“Why should I vote for you?”. It’s the biggest challenge you get as a politician campaigning for people’s votes. In over 40 years of elections, often as the candidate, I’ve never been at a loss for words.

This year, dozens of activists and Labour voters – and even some of my own colleagues in Parliament – have told me they don’t know what Labour stands for. Where Labour should have been setting out its vision for the country, as we emerge from the pandemic, there was a vacuum.

Hartlepool was a devastating bad result for Labour. A seat we have consistently held for 50 years has gone to the Conservatives and the Labour vote has halved since 2019. Hartlepool is not an isolated glitch. The early results indicate Labour losing council seats in Dudley in the Midlands, Harlow in the east of England and Sunderland in the north.

You cannot go into an election without any policy programme, without explaining what sort of society you want. You can’t send candidates out there naked without something to advocate. Labour members, activists and candidates were let down.

Labour has to be the party rooted in the communities it seeks to serve, which only comes from community organising. Labour needs to get back to that grassroots campaigning, but instead the party is closing down its Community Organising Unit and making dozens of staff redundant

With tens of thousands of members leaving in the last year, and many trade unions unwilling to be milked as cash cows while being sidelined, Labour has a financial crisis. The failure to engage and enthuse the party is costing Labour electorally and financially.

My only hope is that lessons are learned. From the official Labour spokespeople co-ordinated onto the media by the Leader’s Office I am not hopeful. Peter Mandelson blaming Jeremy Corbyn for the loss of Hartlepool was also as dishonest as it was desperate. Labour held Hartlepool twice with Jeremy as leader – in 2017 with over 50 per cent of the vote. Thursday’s result showed nearly half of Labour’s 2019 support had walked away, and no one has come back.

As he reflects over this weekend, Keir Starmer should recall what he said when we ran to become Labour leader last year. In that contest, Keir described the 2017 manifesto as his “foundational document”, issuing 10 pledges that summarised what Labour stands for. It is a depressing fact that 2017 is the only general election this century in which Labour has gained seats.

Keir Starmer promised to unite the party, and unless he does that now and urgently, Labour will continue to flatline. It will require reaching out, listening to voters and colleagues, and widening the pool of advice he receives.

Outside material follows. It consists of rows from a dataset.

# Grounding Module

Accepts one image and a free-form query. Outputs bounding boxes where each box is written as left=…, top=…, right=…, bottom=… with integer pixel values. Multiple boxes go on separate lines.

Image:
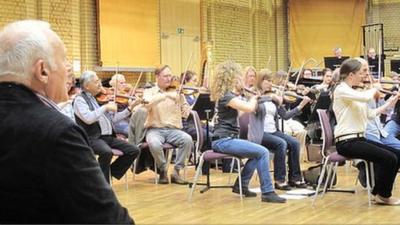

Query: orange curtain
left=98, top=0, right=160, bottom=67
left=289, top=0, right=365, bottom=68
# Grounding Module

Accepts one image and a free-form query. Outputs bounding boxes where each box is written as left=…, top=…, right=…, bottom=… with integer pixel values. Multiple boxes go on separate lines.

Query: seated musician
left=244, top=66, right=257, bottom=89
left=311, top=68, right=333, bottom=92
left=74, top=71, right=139, bottom=181
left=301, top=69, right=312, bottom=78
left=57, top=63, right=77, bottom=122
left=109, top=74, right=132, bottom=137
left=211, top=61, right=286, bottom=203
left=333, top=47, right=343, bottom=59
left=333, top=58, right=400, bottom=205
left=248, top=70, right=310, bottom=190
left=355, top=74, right=400, bottom=187
left=143, top=65, right=193, bottom=184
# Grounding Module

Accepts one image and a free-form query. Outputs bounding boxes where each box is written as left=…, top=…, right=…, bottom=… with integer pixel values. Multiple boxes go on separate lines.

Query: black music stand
left=360, top=55, right=385, bottom=79
left=390, top=59, right=400, bottom=73
left=324, top=56, right=350, bottom=70
left=193, top=93, right=215, bottom=120
left=193, top=93, right=215, bottom=167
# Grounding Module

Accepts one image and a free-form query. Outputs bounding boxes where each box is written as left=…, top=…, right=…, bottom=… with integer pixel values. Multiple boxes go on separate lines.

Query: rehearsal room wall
left=201, top=0, right=288, bottom=70
left=0, top=0, right=98, bottom=75
left=367, top=0, right=400, bottom=75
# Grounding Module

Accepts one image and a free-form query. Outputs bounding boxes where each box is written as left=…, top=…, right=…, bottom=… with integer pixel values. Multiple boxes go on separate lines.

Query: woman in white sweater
left=333, top=58, right=400, bottom=205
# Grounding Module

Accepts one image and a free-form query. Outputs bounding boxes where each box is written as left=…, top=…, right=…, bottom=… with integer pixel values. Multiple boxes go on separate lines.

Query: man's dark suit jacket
left=0, top=83, right=133, bottom=224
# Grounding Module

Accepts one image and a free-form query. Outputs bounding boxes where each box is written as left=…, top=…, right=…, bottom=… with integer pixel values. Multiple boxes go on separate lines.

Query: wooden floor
left=113, top=164, right=400, bottom=224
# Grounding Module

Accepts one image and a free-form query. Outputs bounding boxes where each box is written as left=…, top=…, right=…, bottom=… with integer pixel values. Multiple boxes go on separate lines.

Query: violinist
left=143, top=65, right=193, bottom=184
left=181, top=70, right=212, bottom=159
left=355, top=71, right=400, bottom=187
left=311, top=68, right=333, bottom=92
left=333, top=58, right=400, bottom=205
left=181, top=70, right=198, bottom=105
left=211, top=61, right=286, bottom=203
left=74, top=71, right=140, bottom=182
left=248, top=70, right=310, bottom=190
left=57, top=59, right=78, bottom=122
left=244, top=66, right=257, bottom=89
left=109, top=74, right=132, bottom=137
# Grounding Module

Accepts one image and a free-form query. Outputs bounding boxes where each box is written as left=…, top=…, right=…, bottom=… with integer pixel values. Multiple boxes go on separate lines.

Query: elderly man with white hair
left=0, top=20, right=133, bottom=224
left=74, top=71, right=140, bottom=184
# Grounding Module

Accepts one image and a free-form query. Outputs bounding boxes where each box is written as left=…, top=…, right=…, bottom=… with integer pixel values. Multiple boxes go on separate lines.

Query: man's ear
left=33, top=59, right=49, bottom=84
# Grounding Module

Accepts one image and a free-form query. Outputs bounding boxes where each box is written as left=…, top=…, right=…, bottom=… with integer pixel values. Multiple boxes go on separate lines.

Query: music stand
left=193, top=93, right=215, bottom=120
left=324, top=56, right=350, bottom=70
left=192, top=93, right=215, bottom=176
left=390, top=59, right=400, bottom=73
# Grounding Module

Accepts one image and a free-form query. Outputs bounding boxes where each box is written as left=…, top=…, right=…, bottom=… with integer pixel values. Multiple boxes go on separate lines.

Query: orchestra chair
left=312, top=109, right=375, bottom=206
left=110, top=134, right=129, bottom=190
left=132, top=142, right=176, bottom=184
left=110, top=148, right=129, bottom=190
left=189, top=111, right=243, bottom=201
left=239, top=113, right=274, bottom=171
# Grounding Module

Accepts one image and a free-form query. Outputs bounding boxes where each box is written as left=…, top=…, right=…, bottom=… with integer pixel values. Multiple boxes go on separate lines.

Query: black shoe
left=232, top=186, right=257, bottom=197
left=289, top=181, right=307, bottom=188
left=357, top=163, right=367, bottom=188
left=158, top=170, right=169, bottom=184
left=275, top=183, right=292, bottom=191
left=261, top=192, right=286, bottom=203
left=171, top=174, right=188, bottom=185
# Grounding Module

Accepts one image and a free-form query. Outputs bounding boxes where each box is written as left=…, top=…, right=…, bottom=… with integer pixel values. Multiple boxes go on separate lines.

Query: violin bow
left=114, top=62, right=119, bottom=103
left=267, top=55, right=271, bottom=68
left=178, top=52, right=193, bottom=94
left=376, top=38, right=382, bottom=81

In the mayoral elections, Labour’s mayors have set out their individual policy programmes and I suspect they will be rewarded for it. Andy Burnham in Manchester and Steve Rotheram in Liverpool showed real leadership in fighting for more resources for the North of England during the pandemic and are setting a new municipal agenda including public control of buses. Sadiq Khan has articulated the desire of Londoners for rent controls, quality transport, and evidence-based drugs policies. In West Yorkshire, where Tracy Brabin should become the country’s first woman metro mayor – she has set out her own clear agenda too.

The party nationally has only a slogan: we’re “under new management”. You can’t say that and then fail to spell out what that means in policy terms, to explain to people what sort of society you want to create. That vacuum is the issue that has to be addressed now.

Keir’s got to be given his chance – he shouldn’t be treated like Jeremy was, with constant undermining and coups – but he has to learn the lessons of this terrible campaign: and that is if you stand for nothing, the public won’t fall for anything.